Tuesday, 25 October 2011

"talking eskimo"

I may have given the wrong impression that I'm visceral about the term "Eskimo" in my last blog entry. Well, I'm not really offended by the term because I happen to think that revisionism is not only ideological stupidity but a highly suspect practice of denying historical facts in favour of egoism (not only in terms of morality but also because it is blatantly arrogant and pretentious, insane). It is no better than evolution- and Shoah- deniers, and right-wing nuttery.
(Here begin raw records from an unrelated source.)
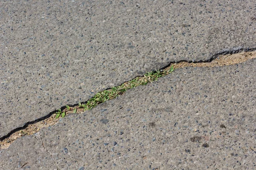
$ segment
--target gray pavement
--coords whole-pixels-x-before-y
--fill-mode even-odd
[[[0,150],[0,167],[255,169],[255,59],[176,70],[17,139]]]
[[[1,0],[0,13],[0,138],[171,62],[256,48],[253,0]]]

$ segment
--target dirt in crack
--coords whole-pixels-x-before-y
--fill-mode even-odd
[[[189,63],[186,62],[181,62],[178,63],[172,63],[170,65],[170,66],[163,70],[158,71],[158,72],[155,72],[156,73],[155,74],[154,76],[151,74],[151,73],[148,73],[147,74],[145,74],[143,76],[137,77],[130,81],[125,82],[121,86],[113,88],[109,90],[109,91],[111,92],[111,90],[113,90],[113,89],[115,89],[115,88],[116,88],[118,87],[119,88],[124,88],[123,89],[125,90],[122,90],[122,89],[120,89],[116,93],[113,93],[113,94],[111,94],[112,96],[111,95],[110,97],[106,99],[105,101],[114,99],[119,95],[122,94],[126,91],[126,90],[133,88],[138,85],[145,85],[147,83],[155,81],[157,80],[158,78],[168,74],[175,69],[186,67],[213,67],[229,65],[242,63],[249,60],[255,58],[256,58],[256,52],[254,51],[242,52],[224,56],[221,55],[218,56],[216,59],[213,60],[210,62]],[[152,74],[154,74],[154,72],[152,73]],[[153,76],[154,75],[153,75]],[[140,83],[136,84],[137,82],[140,82]],[[100,95],[101,93],[102,93],[104,91],[99,92],[98,94]],[[90,101],[88,101],[90,102]],[[81,108],[81,105],[80,106],[76,106],[74,107],[70,107],[68,110],[66,108],[61,110],[61,112],[65,112],[65,114],[69,114],[73,113],[74,110],[76,110],[75,112],[76,113],[80,113],[84,112],[84,110],[90,110],[102,102],[96,102],[94,105],[84,105],[84,106],[83,108]],[[85,108],[85,109],[84,108]],[[13,132],[10,135],[9,135],[8,137],[3,139],[3,141],[0,141],[0,149],[8,148],[12,143],[20,137],[34,134],[38,132],[43,128],[48,127],[55,124],[58,122],[58,119],[56,120],[55,119],[56,116],[56,114],[53,114],[49,117],[44,120],[29,125],[26,128]]]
I love the term "Eskimo". Not only does the term have a look and feel of a traditional hooded parka about it, but it also has serious historical/political/philosophical/cultural value that is not immediately obvious to the layperson. If scholarship and history were determined by ignorant populist sentiments we would be doomed to repeat historical monstrosities over and over again. At the least, we'd deny that Canada was ever tainted by colonialism. Corporatism and its irresistible imperative to sanitize, censor and prepackage everything would win; ignorance and intellectual immaturity would win.

As a linguist, I appreciate Eskimo's historical/etymological and political value. It is a badge I wear most proudly, and in honour of my forebears who knew nothing of it and never felt diminished by it. "never felt diminished by it" - what a great phrase.

The vulgar use of the term is nothing like the scientific nomenclature: Eskimo-Aleut Language Family, which I feel a close connection to. When it is used to denigrate my culture and language, it merely degrades and disabuses the user of their mistaken ideas of who we are. I dare neo-con non-Inuit to use it in our face so we may see clearly how ignorant and infantile they really are to try and lump us as ignorant and stupid.

People use "it's all Greek to me" to imply their own ignorance and lack of education; "talking eskimo" is it's opposite. This is my only issue on the matter. I think ITK (the Canadian national Inuit org) should have taken the time to explain these subtleties.